Ha quasi sempre vissuto a Los Angeles città tentatrice che lo ha sicuramente influenzato a livello compositivo, ma ora si è trasferito a San Francisco capace pure lei di dare vita ad influenze musicali.
Non si sente più il rumoroso pop psichedelico tipico dei White Fence, ma una vena più introspettiva e malata che da origine a brani sbilenchi ed irrequieti.
Tutti i pezzi sono stati scritti a Staveley, una cittadina rurale inglese, e composti per la maggior parte al piano. Le registrazioni sono state portate a termine a San Francisco ed il risultato è un indie-rock che è però eterogeneo, non c’è un brano simile all’altro.
La canzone omonima potrebbe essere stata scritta da eccentrici quali Syd Barrett oppure Skip Spence.
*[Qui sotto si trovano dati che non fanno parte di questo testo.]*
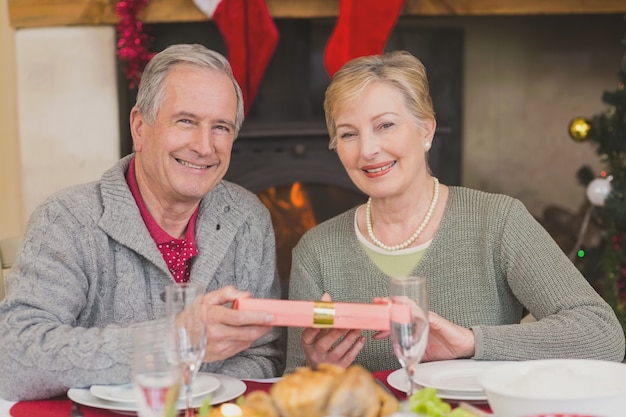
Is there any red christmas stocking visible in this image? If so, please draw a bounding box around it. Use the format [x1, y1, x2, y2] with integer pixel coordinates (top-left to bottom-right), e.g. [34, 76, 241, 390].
[194, 0, 278, 114]
[324, 0, 404, 77]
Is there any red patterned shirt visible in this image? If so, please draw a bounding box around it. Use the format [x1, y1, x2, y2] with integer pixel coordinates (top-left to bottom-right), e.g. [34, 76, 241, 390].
[126, 158, 200, 282]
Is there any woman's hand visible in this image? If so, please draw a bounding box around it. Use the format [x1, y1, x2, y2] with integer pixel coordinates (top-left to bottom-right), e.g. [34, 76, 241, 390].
[193, 286, 274, 362]
[422, 311, 476, 362]
[301, 294, 365, 368]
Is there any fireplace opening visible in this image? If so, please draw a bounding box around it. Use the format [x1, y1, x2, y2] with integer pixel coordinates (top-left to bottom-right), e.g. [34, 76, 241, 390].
[118, 17, 463, 297]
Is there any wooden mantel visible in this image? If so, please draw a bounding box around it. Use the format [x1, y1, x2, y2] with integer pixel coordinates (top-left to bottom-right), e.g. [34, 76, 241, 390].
[9, 0, 626, 29]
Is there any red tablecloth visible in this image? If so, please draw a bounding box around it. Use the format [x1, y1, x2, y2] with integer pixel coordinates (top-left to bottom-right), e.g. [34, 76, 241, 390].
[10, 371, 489, 417]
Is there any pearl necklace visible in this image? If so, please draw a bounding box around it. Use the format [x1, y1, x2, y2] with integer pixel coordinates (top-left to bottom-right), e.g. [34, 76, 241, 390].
[365, 177, 439, 252]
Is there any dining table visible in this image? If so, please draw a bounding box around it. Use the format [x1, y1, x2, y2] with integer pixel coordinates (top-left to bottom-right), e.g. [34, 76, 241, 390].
[0, 370, 491, 417]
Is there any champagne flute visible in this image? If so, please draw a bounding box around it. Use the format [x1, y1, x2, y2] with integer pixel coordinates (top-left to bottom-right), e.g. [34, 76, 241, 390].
[132, 324, 180, 417]
[166, 282, 207, 417]
[389, 276, 429, 397]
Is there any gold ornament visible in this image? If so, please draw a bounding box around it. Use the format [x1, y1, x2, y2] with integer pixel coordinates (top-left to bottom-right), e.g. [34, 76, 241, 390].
[569, 117, 591, 142]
Ha un andamento drogato ed è fatta di sole tastiere, quasi giocattolo.
Quando tocca a “Phone” il punto di riferimento è sempre Barrett , gli arrangiamenti sono appena più ricchi, infatti oltre alle tastiere c’è una batteria, una chitarra che profuma di psichedelia e field recordings per sporcare appena il tutto.
“Lorelei” richiama il Dunedin pop neozelandese (Tall Dwarf, Chills, Clean) e suona tutto sfasato e fuori registro.
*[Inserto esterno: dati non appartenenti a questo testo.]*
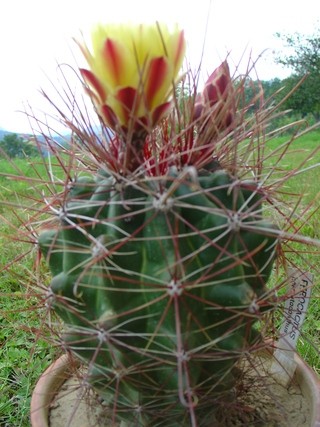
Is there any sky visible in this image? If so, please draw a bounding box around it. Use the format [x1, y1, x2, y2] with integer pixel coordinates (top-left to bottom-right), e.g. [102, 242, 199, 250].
[0, 0, 320, 133]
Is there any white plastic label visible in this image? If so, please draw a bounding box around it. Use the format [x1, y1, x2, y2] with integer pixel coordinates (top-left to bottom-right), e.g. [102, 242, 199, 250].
[270, 268, 313, 385]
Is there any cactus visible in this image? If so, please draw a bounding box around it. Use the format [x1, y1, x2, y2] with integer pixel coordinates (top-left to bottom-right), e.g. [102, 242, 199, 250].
[39, 167, 277, 425]
[38, 24, 279, 427]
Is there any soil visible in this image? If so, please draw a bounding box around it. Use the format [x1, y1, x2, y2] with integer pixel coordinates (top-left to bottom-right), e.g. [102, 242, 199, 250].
[50, 362, 311, 427]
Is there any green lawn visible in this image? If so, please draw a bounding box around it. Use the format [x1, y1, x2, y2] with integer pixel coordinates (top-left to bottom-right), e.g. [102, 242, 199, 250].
[0, 132, 320, 427]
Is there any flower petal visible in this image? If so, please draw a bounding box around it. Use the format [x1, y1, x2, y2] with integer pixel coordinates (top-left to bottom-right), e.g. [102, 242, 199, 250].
[80, 68, 106, 102]
[103, 38, 123, 84]
[116, 87, 138, 121]
[144, 56, 169, 109]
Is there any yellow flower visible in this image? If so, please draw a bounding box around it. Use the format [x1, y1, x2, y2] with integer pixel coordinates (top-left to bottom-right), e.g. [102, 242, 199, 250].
[80, 23, 185, 134]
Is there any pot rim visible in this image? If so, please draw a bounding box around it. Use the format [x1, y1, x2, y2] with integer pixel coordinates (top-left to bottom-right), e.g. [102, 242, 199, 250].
[30, 353, 320, 427]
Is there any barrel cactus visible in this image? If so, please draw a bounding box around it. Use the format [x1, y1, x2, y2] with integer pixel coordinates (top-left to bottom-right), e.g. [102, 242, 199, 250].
[38, 24, 279, 427]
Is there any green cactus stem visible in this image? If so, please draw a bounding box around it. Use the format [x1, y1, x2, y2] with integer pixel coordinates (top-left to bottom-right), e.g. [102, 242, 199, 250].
[39, 167, 278, 427]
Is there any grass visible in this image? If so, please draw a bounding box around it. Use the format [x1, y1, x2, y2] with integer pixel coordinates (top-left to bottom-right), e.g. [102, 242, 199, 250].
[0, 132, 320, 427]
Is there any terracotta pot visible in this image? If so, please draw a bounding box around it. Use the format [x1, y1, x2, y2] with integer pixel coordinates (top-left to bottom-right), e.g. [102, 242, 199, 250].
[31, 355, 320, 427]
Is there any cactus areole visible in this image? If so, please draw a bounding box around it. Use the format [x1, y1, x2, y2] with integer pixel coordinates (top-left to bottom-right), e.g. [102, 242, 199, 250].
[38, 23, 278, 427]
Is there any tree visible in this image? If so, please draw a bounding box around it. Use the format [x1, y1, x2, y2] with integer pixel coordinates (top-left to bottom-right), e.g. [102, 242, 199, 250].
[0, 133, 38, 158]
[276, 30, 320, 120]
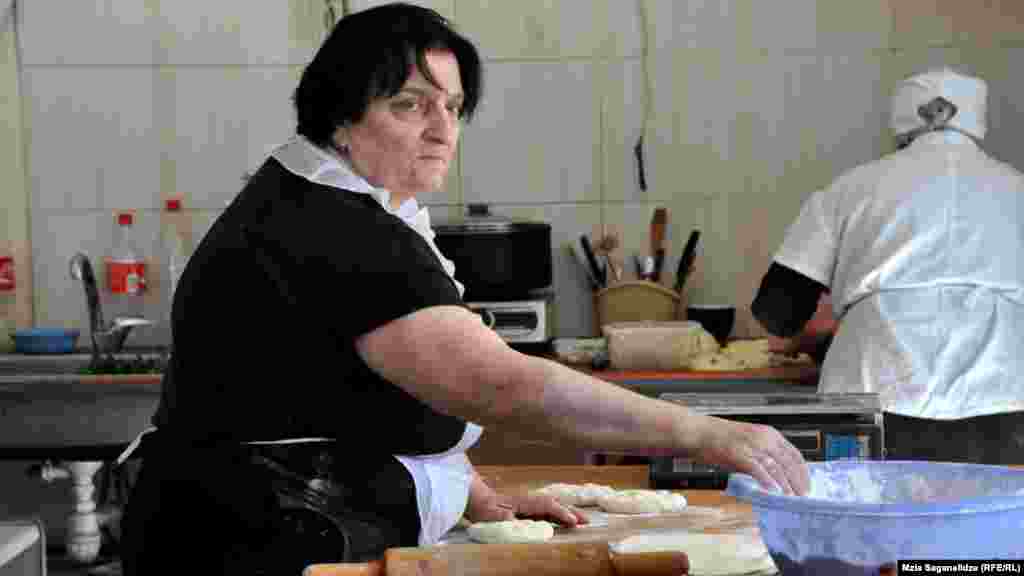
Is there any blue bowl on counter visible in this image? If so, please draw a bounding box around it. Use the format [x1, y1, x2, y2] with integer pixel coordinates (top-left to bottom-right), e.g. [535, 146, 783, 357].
[11, 328, 79, 354]
[726, 459, 1024, 576]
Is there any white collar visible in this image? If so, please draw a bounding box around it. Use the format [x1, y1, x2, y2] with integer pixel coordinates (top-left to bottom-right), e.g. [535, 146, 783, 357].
[270, 135, 420, 224]
[910, 129, 979, 148]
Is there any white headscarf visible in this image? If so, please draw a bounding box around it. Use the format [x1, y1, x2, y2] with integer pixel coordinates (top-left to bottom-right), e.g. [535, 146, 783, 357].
[890, 68, 988, 139]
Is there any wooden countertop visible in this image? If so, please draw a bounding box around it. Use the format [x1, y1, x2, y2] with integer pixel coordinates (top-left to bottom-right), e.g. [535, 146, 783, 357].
[476, 465, 754, 520]
[299, 465, 756, 576]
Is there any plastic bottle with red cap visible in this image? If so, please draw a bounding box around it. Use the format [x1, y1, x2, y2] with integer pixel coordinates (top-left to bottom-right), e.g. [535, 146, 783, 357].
[104, 212, 145, 296]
“I love you” è quanto di meglio ci abbia mai fatto sentire Daniel Johnston, quindi massimo livello di stonatura ed altrettanto di sentimento.
In definitiva un disco di completezza sonora che definirei un misto tra arte psichedelica e low-fi ad alto livello. Non ci può essere un modo migliore per iniziare l’anno nuovo!!!